If true, this diminishes any hope that Zuckerberg will have the balls to choose book club selections that challenge the libertarian ideology that dominates the billionaire boys club of Silicon Valley. It will be interesting for that reason to watch his choices, and especially interesting to read his comments about his choices, if he makes them.
If he does make them, we’ll have to wonder if it's really him who's making them, rather than a ghostwriter. Katherine Losse describes an episode when Zuckerberg wanted her to write a series of blog posts that would explain his take on “the way the world is going.” Topics to be addressed included “revolutions and giving people the power to share,” “openness as a force in our generation,” “moving from countries to companies,” “young people building companies” and “everyone becoming developers and how we support that.”

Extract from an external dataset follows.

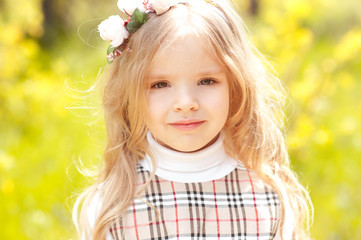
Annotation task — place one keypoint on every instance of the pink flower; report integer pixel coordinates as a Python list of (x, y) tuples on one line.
[(112, 29)]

Losse says she wasn’t at all sure what Zuckerberg was trying to get at with some of these arguments. She asked him to schedule time to sit down with her to explain his thinking in more detail, but he never got around to it, and the blog posts were never written. Just as well, from Losse’s perspective, since she was pretty sure they wouldn’t have expressed anything she herself could subscribe to. “It sounded,” she writes,
like he was arguing for a kind of nouveau totalitarianism, in which the world would become a technical, privately owned network run by young, “technical” people who believe wholeheartedly in technology’s and their own inherent goodness, and in which every technical advancement is heralded as a step forward for humanity. But that reasoning was deeply flawed. While technology can be useful, it is not God; it is not always neutral or beneficent. Technology carries with it all the biases of the people who make it, so simply making the world more technical was not going to save us. We still have to think for ourselves, experience the world in reality as well as online, and care about one another as people as well as nodes in a graph, if we are going to remain human.
Amen, sister. Check out The Boy Kings. It’s not likely to appear as a selection for A Year of Books.